51  

Налетевший с Днепра теплый ветер чуть не вырвал из руки Марии Андреевны кружевной зонтик, коим она прикрывалась от полуденного солнца. Княжна схватилась свободной рукой за норовящую улететь шляпку и только теперь обнаружила, что ноги ее все это время двигались в сторону реки, а точнее, в сторону кремля. Хесс был где-то здесь, и Мария Андреевна решила, что коль уж забралась так далеко, так надобно дойти до конца и навестить герра художника за работой. Возможно, ее визит будет для Хесса приятным сюрпризом; если же окажется, что ее присутствие стесняет увлекшегося работой немца, то уйти никогда не поздно.

Отыскать его оказалось непросто. Княжна потратила не менее двух часов и обошла по периметру едва ли не весь кремль, прежде чем увидела в тени северной башни знакомый деревянный треножник, на верхушке которого с помощью хитроумных немецких зажимов была укреплена доска с приколотым к ней листом бумаги. При ближайшем рассмотрении доска оказалась папкой, в коей Хесс носил свои рисунки, и Мария Андреевна подивилась про себя немецкой изобретательности.

Рядом с треножником лежала кожаная сумка, в которой господин художник носил то, что не помещалось в папке: коробочки с углем, баночки с тушью, перья, ножик, деревянный футляр с акварельными красками, а также флягу и пакет с едой, потребные ему для того, чтобы не отвлекаться от работы и перекусывать прямо на месте, никуда не отлучаясь. Ремни с массивными медными пряжками, коими закрывалась сумка, были расстегнуты, из-под клапана высовывалось горлышко обтянутой тисненой кожей фляги. Медный колпачок последней, по желанию владельца легко превращавшийся в стопку, весело горел на солнце, навевая мысли о том, что фляга содержит в себе вовсе не колодезную водицу. Порывами налетавший с реки ветер слегка покачивал треножник и свистел в зубцах старинной каменной башни, в тени которой стояла Мария Андреевна.

Немца нигде не было видно. Княжна огляделась по сторонам, гадая, куда он мог запропаститься, и уже открыла рот, чтобы позвать, но вовремя спохватилась: возможно, герр Пауль был совсем рядом, но при этом не мог откликнуться, чтобы не поставить себя тем самым в весьма неловкое положение. Поймав себя на неприличных мыслях, княжна слегка зарумянилась и, чтобы отвлечься, перенесла свое внимание на пришпиленный к папке рисунок.

Рисунок этот был выполнен в описанной выше эмоциональной манере и изображал предместье, видимое с того места, где стоял треножник.
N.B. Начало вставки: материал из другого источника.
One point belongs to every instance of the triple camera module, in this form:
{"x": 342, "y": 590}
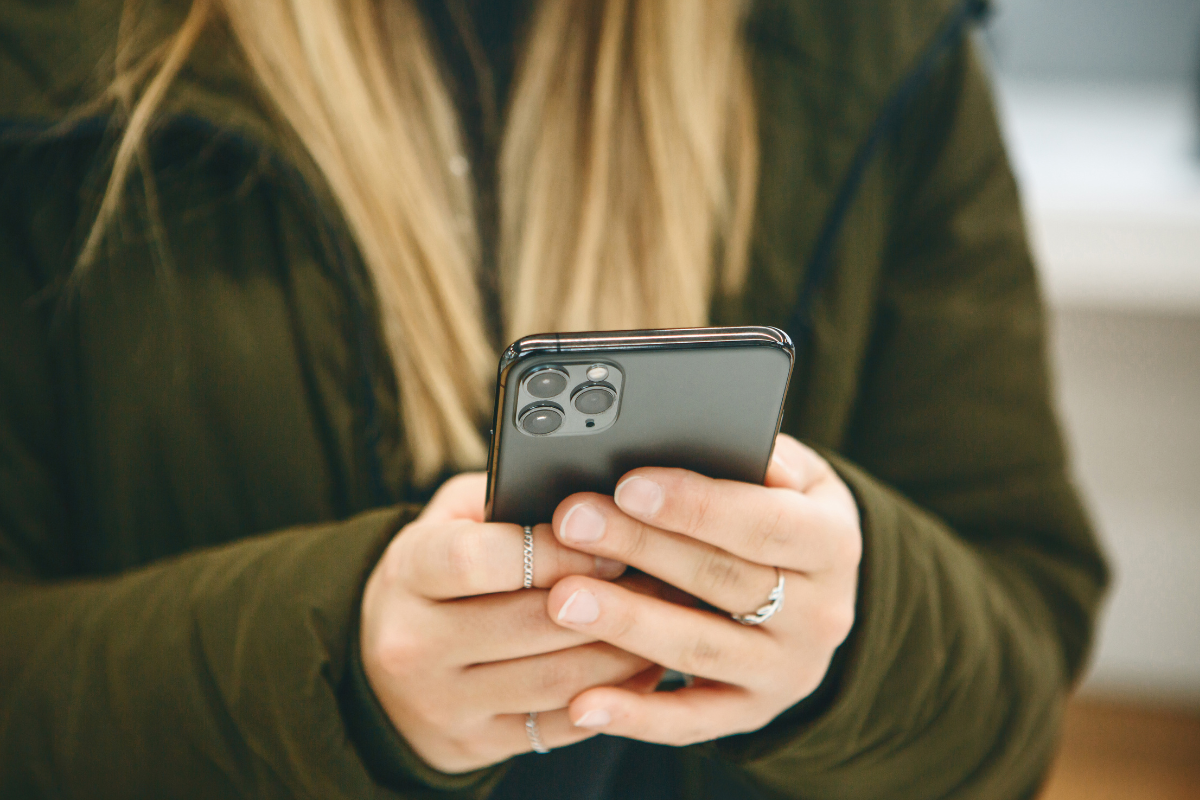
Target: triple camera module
{"x": 568, "y": 398}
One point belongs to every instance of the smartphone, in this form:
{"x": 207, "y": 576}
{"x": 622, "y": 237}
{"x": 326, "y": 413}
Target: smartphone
{"x": 575, "y": 411}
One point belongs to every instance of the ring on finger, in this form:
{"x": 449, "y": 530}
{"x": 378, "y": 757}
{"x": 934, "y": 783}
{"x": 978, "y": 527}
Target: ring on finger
{"x": 774, "y": 603}
{"x": 528, "y": 558}
{"x": 534, "y": 734}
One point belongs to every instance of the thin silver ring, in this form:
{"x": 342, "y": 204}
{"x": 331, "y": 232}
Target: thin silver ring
{"x": 774, "y": 602}
{"x": 534, "y": 734}
{"x": 528, "y": 558}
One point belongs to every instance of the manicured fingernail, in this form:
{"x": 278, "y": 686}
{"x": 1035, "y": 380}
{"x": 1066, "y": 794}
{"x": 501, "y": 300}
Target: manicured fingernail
{"x": 582, "y": 524}
{"x": 580, "y": 608}
{"x": 609, "y": 569}
{"x": 594, "y": 719}
{"x": 639, "y": 497}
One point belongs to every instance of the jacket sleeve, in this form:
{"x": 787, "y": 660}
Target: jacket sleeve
{"x": 227, "y": 672}
{"x": 981, "y": 578}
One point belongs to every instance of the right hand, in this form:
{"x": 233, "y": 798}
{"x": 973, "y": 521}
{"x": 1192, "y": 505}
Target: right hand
{"x": 459, "y": 655}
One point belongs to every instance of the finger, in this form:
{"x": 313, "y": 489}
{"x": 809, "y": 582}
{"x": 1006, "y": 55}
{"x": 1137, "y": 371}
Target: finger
{"x": 462, "y": 497}
{"x": 511, "y": 625}
{"x": 555, "y": 729}
{"x": 549, "y": 681}
{"x": 773, "y": 527}
{"x": 687, "y": 639}
{"x": 594, "y": 523}
{"x": 465, "y": 559}
{"x": 684, "y": 716}
{"x": 496, "y": 627}
{"x": 796, "y": 467}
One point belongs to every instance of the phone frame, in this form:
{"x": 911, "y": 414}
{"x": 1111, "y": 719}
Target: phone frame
{"x": 599, "y": 342}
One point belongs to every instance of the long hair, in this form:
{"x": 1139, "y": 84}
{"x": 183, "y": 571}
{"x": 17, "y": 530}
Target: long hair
{"x": 627, "y": 174}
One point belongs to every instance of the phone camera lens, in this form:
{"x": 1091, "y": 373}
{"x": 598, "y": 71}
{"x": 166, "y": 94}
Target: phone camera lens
{"x": 540, "y": 420}
{"x": 594, "y": 398}
{"x": 546, "y": 383}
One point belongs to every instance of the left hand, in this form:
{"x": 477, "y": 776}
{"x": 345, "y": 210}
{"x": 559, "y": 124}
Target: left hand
{"x": 720, "y": 541}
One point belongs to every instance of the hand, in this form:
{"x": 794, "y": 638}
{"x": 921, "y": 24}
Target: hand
{"x": 459, "y": 655}
{"x": 720, "y": 541}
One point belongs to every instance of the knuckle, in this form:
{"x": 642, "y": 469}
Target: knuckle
{"x": 719, "y": 570}
{"x": 700, "y": 656}
{"x": 466, "y": 557}
{"x": 630, "y": 546}
{"x": 399, "y": 651}
{"x": 773, "y": 531}
{"x": 697, "y": 507}
{"x": 621, "y": 623}
{"x": 557, "y": 677}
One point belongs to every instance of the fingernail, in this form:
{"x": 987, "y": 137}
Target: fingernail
{"x": 582, "y": 523}
{"x": 639, "y": 497}
{"x": 609, "y": 569}
{"x": 580, "y": 608}
{"x": 594, "y": 719}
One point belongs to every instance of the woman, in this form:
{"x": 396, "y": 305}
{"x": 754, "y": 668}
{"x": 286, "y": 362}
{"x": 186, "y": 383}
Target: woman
{"x": 251, "y": 304}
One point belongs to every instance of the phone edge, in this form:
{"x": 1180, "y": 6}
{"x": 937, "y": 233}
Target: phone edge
{"x": 636, "y": 340}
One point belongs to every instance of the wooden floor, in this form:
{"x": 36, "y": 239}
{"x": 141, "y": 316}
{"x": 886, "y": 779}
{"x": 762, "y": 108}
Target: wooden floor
{"x": 1121, "y": 752}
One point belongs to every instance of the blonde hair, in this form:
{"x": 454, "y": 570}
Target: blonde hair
{"x": 627, "y": 174}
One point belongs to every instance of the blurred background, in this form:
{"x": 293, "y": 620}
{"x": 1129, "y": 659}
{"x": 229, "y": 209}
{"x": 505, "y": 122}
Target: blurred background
{"x": 1101, "y": 103}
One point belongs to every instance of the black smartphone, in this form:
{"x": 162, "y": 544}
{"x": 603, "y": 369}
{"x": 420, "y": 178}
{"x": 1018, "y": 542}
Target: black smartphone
{"x": 575, "y": 411}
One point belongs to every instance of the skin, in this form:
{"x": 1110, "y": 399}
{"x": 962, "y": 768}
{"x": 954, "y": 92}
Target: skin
{"x": 457, "y": 653}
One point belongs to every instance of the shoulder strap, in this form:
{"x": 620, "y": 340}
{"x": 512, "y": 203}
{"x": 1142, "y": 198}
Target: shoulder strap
{"x": 821, "y": 262}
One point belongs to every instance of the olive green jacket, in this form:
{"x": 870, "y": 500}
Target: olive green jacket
{"x": 201, "y": 457}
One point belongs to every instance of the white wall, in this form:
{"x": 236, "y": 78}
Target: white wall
{"x": 1129, "y": 394}
{"x": 1099, "y": 106}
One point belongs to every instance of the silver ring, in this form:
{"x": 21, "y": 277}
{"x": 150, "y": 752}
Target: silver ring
{"x": 528, "y": 558}
{"x": 534, "y": 734}
{"x": 774, "y": 602}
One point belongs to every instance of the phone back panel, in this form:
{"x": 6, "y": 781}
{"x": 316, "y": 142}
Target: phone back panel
{"x": 713, "y": 408}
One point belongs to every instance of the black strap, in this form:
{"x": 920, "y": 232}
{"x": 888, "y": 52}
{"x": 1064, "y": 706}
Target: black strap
{"x": 821, "y": 262}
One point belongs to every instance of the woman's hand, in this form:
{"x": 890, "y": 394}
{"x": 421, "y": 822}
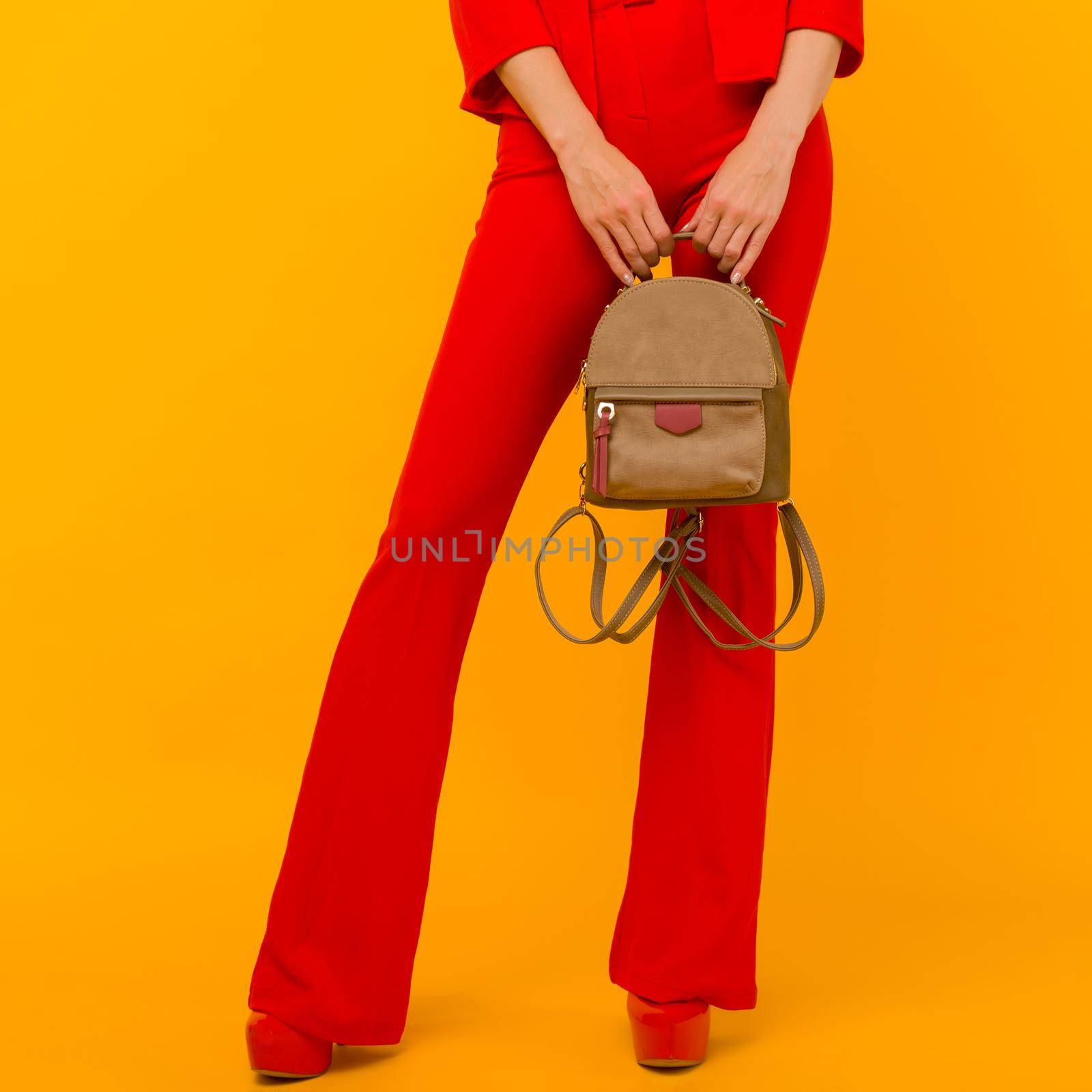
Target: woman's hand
{"x": 616, "y": 205}
{"x": 743, "y": 203}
На взгляд княжны, набросок был закончен — ни прибавить, ни отнять. Все было на месте и казалось живым: и лента Днепра, и россыпь деревянных домишек на противоположном берегу, и переправа, и покосившаяся баня над кручей, и дерево — похоже, старая яблоня, — простершее над ее крышей корявые ветви...

Став на то место, где стоял до нее художник, княжна из чистого озорства попыталась сличить рисунок с оригиналом и почти сразу закусила губу: что-то было не так, что-то тревожило ее в набросанном нервными штрихами пейзаже — то ли чего-то недоставало, то ли, напротив, что-то было лишнее...

Она пригляделась и сразу поняла, в чем дело: бани, изображенной на рисунке, на самом деле не существовало. Отсутствовало и дерево, так украшавшее собою передний план. Всмотревшись повнимательнее, княжна отыскала на береговой круче корявый, расщепленный и обгорелый пень — все, что осталось от старой яблони. На том месте, где у герра Пауля была изображена покосившаяся, крытая соломою баня, поднимался пологий бугорок, поросший высоченным бурьяном и крапивой.

— Странно, — сказала Мария Андреевна вслух и снова огляделась. Хесса по-прежнему не было видно, и у нее вдруг возникло очень неприятное чувство: ей показалось, что немец сидит в бурьяне или прячется где-нибудь за выступом стены, дожидаясь ее ухода. — Глупости, — сказала она гораздо громче и решительнее. — Вздор и чепуха! Он, верно, прилег отдохнуть и задремал, а что до рисунка, то художник имеет полное право слегка приукрасить действительность. Ведь видно же, что баня там была, и дерево тоже было...

Она осеклась на полуслове, внезапно узнав место, где когда-то гуляла с гувернанткой. Перед ее внутренним взором, будто наяву, встала черная от времени, покосившаяся бревенчатая баня и яблоня — тоже старая, черная, протянувшая над растрепанной соломенной кровлей корявые руки ветвей. Да, если верить памяти, то и дерево, и баня действительно стояли на этом самом месте и выглядели они в точности так, как изобразил их герр Пауль Хесс — тот самый герр Пауль, который, по его собственным словам, приехал в Смоленск впервые в жизни.